Thread backing up regularly, PDL signaled exception: code 1, msg write failure

Clovertech Forums Cloverleaf Thread backing up regularly, PDL signaled exception: code 1, msg write failure

  • Creator
    Topic
  • #120150
    Joe Baranski
    Participant

      When working with a vendor on a high-volume outbound interface which keeps going down their system is saying Cloverleaf is closing the connection.  Looking at our logs the times correlate with the following errors…

      [pdl :PDL :ERR /0:mt_vitals_oru_ob:01/12/2023 23:08:53] write timeout expired
      [pdl :PDL :ERR /0:mt_vitals_oru_ob:01/12/2023 23:08:53] PDL signaled exception: code 1, msg write failure

      Searching these forums I did find a spattering of 8+ year old threads on a similar trail but there were no solutions included.  Because of the high volume we had turned off waiting/processing of ACKs to see if that’d help, but to no avail.

      Cloverleaf: 19.1.2.1P

      AIX: 7.1

    Viewing 9 reply threads
    • Author
      Replies
      • #120151
        Jim Kosloskey
        Participant

          Just looking at those log entries I would hazard a guess that the issue is with the receiving system. PDL’s write to that port has timed out. I would ask the receiving system to give me more detail (perhaps from one of their logs). You could also deploy a sniffer, if your organization has one, for more specifics.

          My guess is the receiving system is late in replying at the IP level. If that is the case, they will need to investigate their side for more detail.

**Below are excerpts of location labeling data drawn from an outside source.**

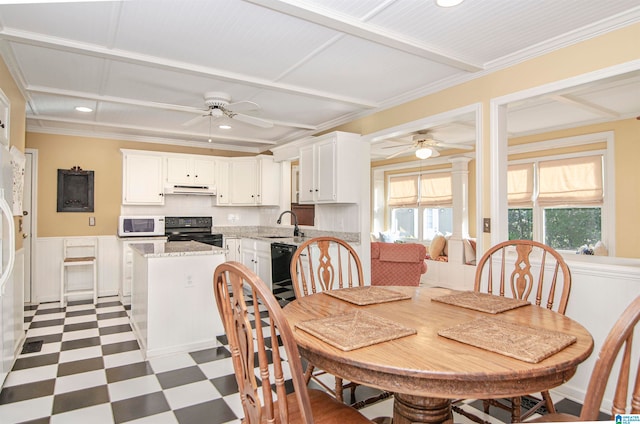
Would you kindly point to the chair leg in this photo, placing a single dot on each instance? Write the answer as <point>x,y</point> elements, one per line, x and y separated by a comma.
<point>95,284</point>
<point>515,409</point>
<point>339,389</point>
<point>308,373</point>
<point>551,408</point>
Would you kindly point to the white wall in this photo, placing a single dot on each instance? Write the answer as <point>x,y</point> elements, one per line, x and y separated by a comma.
<point>48,258</point>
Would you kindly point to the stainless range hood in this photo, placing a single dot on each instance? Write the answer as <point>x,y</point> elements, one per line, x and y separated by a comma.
<point>190,189</point>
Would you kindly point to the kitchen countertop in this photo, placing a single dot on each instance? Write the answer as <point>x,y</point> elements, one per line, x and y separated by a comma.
<point>176,248</point>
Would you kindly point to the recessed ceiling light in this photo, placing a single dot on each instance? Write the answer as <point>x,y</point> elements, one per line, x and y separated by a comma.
<point>448,3</point>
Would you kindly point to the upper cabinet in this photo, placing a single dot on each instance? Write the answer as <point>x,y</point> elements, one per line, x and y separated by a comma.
<point>246,181</point>
<point>223,197</point>
<point>191,170</point>
<point>254,181</point>
<point>328,172</point>
<point>142,179</point>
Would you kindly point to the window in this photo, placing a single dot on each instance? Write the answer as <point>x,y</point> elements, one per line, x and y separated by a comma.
<point>557,200</point>
<point>420,205</point>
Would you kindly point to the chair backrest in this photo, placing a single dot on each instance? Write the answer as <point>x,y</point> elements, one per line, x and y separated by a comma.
<point>80,248</point>
<point>525,267</point>
<point>620,335</point>
<point>325,263</point>
<point>240,295</point>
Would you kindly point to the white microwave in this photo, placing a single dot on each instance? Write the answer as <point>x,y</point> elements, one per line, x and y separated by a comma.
<point>139,226</point>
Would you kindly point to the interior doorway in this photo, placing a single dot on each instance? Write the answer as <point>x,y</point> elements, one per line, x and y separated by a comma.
<point>28,223</point>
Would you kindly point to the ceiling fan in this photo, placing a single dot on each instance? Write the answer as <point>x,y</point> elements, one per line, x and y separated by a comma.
<point>425,146</point>
<point>219,105</point>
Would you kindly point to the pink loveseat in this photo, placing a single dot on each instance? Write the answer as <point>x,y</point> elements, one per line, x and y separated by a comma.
<point>397,264</point>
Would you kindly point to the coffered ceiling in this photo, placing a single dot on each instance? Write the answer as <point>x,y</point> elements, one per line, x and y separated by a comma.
<point>143,67</point>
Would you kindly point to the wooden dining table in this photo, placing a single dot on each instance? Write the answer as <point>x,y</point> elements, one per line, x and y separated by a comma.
<point>425,371</point>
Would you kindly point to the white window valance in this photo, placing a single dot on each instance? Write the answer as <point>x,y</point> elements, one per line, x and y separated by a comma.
<point>520,185</point>
<point>435,189</point>
<point>574,181</point>
<point>403,191</point>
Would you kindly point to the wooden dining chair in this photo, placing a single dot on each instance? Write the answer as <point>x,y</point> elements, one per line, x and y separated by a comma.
<point>240,295</point>
<point>320,264</point>
<point>624,401</point>
<point>524,269</point>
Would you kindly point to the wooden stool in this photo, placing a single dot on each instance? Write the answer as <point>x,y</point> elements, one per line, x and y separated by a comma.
<point>79,252</point>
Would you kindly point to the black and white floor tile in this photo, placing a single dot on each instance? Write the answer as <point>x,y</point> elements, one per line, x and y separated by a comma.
<point>89,368</point>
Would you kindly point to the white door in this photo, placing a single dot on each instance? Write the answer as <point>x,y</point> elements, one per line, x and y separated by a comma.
<point>27,225</point>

          These are just guesses – I could be way off base.

           

          email: jim.kosloskey@jim-kosloskey.com 29+ years Cloverleaf, 59 years IT - old fart.

        • #120152
          Joe Baranski
          Participant

            Thanks for the quick reply!

            I’m checking with our network team on the sniffer.  And the receiving system did send basic log info; for the error above the correlating error is “01/12/23 2308 Connection Closed by Remote Host.”  This has just been an ongoing problem which can result is significant downtimes.

          • #120153
            Jim Kosloskey
            Participant

              Are you going through a VPN?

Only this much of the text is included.